A NH3 volatilization sub-model was developed under the simulation framework of Water and Nitrogen Management Model (WNMM). A unique feature of this simulation component is the introduction of fertilizer N distribution function in soils for different applying methods. The effect of localized pH surrounding urea granules and urine patches due to urea hydrolysis has been simulated, which is the main cause of NH3 volatilization in acidic soils.
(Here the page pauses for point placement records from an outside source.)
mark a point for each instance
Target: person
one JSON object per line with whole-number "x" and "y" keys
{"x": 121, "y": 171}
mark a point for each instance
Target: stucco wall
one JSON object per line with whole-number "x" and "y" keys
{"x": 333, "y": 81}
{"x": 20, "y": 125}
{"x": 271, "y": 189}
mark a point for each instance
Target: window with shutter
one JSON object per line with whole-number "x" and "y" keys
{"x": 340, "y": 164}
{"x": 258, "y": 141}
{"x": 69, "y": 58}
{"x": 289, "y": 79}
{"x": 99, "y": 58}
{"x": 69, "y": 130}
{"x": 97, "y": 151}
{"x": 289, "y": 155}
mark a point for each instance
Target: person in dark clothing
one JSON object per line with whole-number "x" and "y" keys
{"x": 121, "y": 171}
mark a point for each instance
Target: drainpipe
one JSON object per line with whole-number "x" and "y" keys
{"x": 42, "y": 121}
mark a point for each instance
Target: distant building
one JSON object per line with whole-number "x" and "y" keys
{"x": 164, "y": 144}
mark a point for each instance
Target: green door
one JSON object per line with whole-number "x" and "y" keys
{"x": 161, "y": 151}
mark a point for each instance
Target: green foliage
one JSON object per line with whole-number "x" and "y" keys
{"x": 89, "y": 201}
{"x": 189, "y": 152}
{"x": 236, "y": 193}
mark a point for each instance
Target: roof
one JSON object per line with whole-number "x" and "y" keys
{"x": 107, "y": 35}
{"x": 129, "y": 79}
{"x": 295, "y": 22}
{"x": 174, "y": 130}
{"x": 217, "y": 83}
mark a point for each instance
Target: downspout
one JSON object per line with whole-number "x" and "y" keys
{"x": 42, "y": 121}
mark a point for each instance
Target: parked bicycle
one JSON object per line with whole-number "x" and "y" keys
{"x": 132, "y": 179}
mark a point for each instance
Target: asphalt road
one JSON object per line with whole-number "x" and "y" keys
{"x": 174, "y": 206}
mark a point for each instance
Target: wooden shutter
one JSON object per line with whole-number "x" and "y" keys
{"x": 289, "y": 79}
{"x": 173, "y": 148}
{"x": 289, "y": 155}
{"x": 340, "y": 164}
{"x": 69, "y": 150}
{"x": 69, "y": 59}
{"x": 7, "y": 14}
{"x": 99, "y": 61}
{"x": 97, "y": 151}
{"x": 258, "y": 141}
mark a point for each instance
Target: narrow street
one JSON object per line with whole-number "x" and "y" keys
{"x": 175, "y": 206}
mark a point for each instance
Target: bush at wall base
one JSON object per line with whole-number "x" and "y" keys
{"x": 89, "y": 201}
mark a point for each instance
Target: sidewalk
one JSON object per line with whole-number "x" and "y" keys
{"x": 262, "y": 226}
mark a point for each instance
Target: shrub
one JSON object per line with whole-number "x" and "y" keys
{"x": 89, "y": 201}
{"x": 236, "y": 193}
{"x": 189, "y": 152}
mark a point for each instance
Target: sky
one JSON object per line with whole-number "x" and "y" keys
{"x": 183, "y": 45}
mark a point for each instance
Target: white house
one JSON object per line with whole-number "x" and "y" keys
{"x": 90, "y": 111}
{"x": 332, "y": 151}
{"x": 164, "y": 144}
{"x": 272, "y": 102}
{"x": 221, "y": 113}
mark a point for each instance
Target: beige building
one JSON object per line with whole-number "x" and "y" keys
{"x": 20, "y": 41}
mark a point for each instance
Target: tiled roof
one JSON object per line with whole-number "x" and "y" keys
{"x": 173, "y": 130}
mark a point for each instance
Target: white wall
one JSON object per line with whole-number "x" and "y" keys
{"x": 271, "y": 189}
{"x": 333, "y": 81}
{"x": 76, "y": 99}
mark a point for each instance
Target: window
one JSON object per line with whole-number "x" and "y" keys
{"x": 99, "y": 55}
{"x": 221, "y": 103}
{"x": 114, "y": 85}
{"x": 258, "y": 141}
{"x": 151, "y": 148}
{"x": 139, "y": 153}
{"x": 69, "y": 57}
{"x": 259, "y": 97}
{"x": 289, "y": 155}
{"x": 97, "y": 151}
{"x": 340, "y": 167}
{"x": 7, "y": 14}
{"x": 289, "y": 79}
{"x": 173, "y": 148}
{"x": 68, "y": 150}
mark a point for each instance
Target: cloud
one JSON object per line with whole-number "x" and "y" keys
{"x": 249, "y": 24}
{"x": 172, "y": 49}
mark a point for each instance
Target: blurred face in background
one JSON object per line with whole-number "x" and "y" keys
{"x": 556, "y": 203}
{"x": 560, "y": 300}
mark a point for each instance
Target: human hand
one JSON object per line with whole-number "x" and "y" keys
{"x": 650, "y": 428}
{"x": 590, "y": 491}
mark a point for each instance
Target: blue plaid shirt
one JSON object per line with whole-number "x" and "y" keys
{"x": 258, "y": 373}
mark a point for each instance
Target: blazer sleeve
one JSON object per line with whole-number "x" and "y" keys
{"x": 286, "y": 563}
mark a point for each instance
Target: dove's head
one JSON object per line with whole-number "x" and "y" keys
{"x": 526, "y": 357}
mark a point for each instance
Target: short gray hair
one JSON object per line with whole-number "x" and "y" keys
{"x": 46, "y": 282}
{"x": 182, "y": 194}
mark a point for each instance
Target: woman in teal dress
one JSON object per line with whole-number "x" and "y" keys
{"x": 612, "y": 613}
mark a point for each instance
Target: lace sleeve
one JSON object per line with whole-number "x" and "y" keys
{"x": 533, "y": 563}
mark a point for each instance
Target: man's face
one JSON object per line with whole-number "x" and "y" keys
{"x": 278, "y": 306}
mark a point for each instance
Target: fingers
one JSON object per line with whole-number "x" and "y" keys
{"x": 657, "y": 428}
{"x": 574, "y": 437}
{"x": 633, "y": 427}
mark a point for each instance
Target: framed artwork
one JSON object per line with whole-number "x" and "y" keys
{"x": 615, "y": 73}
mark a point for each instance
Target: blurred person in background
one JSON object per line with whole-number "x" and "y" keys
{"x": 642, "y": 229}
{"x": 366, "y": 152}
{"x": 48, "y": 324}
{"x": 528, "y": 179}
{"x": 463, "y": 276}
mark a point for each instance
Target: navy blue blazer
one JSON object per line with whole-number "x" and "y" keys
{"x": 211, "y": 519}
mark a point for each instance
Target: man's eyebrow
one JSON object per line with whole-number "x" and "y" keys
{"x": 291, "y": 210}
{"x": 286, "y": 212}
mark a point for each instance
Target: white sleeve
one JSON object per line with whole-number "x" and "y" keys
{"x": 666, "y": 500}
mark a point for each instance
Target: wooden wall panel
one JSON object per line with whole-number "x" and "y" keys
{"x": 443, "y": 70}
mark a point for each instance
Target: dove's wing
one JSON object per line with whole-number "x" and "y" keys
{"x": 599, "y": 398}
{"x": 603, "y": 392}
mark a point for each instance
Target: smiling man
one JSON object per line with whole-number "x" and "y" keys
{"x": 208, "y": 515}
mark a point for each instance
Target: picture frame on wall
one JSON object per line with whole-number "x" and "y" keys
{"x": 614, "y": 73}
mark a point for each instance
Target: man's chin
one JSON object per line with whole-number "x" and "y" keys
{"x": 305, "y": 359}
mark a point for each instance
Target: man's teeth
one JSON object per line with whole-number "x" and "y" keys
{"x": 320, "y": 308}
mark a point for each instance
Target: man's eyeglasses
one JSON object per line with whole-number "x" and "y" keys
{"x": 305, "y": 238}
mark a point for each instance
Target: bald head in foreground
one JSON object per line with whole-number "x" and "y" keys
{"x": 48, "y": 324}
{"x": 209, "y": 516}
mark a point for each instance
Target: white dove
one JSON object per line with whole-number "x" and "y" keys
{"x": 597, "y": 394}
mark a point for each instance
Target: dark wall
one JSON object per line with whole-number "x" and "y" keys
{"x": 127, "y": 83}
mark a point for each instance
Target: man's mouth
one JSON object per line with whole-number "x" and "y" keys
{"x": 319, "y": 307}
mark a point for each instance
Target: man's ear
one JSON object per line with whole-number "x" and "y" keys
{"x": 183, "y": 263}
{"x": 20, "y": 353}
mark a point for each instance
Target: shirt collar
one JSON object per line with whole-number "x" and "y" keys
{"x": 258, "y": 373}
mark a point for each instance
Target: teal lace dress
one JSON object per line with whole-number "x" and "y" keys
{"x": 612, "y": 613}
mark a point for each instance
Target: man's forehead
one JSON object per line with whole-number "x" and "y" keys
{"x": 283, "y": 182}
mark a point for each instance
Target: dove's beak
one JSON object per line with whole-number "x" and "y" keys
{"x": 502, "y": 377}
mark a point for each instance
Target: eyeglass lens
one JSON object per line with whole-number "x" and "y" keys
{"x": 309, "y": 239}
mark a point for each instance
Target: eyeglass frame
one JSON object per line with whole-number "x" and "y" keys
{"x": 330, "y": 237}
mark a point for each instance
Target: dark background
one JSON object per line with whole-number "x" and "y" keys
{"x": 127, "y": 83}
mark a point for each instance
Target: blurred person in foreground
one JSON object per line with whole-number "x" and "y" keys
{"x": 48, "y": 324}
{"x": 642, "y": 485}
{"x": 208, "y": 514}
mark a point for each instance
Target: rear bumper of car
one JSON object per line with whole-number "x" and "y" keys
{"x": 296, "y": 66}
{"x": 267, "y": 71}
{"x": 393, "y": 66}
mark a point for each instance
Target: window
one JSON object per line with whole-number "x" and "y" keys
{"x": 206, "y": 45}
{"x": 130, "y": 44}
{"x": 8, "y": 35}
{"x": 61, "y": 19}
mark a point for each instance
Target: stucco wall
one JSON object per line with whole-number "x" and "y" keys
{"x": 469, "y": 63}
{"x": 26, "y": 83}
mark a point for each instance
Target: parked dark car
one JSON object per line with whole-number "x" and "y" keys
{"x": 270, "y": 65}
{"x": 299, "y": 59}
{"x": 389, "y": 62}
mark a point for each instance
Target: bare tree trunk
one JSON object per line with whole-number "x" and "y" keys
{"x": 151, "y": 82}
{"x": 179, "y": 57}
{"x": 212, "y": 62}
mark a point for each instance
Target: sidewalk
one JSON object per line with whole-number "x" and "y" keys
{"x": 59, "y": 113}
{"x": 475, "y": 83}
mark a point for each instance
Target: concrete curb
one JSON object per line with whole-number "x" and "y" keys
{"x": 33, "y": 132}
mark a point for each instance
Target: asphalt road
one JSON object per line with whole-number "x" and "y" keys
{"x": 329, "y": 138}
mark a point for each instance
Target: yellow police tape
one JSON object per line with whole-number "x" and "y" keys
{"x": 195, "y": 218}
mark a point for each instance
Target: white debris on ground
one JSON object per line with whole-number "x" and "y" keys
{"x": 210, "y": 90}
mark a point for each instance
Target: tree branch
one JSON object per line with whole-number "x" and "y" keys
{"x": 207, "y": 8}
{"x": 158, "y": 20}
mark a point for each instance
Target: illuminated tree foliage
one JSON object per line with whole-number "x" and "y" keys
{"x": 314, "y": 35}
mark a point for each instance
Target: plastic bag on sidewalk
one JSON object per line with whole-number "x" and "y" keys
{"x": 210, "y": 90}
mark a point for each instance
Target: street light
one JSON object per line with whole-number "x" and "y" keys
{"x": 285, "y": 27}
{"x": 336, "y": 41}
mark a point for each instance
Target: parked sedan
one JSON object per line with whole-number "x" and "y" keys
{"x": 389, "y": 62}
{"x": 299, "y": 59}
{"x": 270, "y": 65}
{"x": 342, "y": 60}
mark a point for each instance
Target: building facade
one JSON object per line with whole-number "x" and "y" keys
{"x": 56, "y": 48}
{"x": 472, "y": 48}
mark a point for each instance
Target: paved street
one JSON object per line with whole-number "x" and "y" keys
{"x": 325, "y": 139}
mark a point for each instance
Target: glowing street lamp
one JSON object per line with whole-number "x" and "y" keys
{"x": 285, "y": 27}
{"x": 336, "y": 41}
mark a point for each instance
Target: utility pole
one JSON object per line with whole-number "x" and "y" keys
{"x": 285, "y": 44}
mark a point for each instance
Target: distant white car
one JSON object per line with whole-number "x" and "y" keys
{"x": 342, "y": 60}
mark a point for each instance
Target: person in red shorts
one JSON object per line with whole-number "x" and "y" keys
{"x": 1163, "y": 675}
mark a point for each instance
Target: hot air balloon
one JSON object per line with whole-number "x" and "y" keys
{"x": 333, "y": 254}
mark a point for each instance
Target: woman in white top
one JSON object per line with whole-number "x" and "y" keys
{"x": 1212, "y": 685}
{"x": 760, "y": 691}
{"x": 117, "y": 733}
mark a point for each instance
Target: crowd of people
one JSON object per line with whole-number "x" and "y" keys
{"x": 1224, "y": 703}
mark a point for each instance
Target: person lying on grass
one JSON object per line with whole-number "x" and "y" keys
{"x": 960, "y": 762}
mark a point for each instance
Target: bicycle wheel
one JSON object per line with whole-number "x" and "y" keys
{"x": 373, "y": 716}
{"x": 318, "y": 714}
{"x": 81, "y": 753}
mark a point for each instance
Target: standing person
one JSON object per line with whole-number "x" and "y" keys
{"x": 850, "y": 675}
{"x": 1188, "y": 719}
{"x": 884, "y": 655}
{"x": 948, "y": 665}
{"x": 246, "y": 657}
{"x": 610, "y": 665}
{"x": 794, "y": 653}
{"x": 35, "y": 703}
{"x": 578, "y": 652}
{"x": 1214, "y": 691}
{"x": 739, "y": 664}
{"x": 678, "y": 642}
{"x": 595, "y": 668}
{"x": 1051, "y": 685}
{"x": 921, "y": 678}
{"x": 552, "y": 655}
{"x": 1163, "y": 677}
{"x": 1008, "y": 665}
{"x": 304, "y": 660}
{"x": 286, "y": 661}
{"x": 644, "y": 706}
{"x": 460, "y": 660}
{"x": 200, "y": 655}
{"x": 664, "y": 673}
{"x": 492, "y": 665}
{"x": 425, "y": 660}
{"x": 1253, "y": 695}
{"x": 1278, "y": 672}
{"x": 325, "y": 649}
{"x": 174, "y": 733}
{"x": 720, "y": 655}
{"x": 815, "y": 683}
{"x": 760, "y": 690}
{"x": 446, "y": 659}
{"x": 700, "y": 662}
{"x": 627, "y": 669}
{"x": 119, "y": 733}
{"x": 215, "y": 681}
NH3 volatilization accounts up to up to 50% total N applied to alkaline in the North China Plain, up to 29% in the acidic pasture soils in Australia and 70% of dietary N in the intensive feedlot in Australia. The fertilizer application and irrigation methods strongly influence the NH3 volatilization as well as soil and climate conditions. The WNMM model satisfactorily simulated NH3 volatilization from soil under different agricultural systems and different application methods, which can be used to identify the better management practices to reduces nitrogen losses and improve fertilizer use efficiency. The incorporation of urea fertilizer into soils and irrigation immediately followed urea application reduced NH3 volatilization by up to 75%. Application of urease inhibitor with urea in rain-feed wheat resulted in significant reduction in NH3 volatilization by up to 80%. Application lignite (brown coal) into the feedlot manure reduced NH3 volatilization by more than 50%.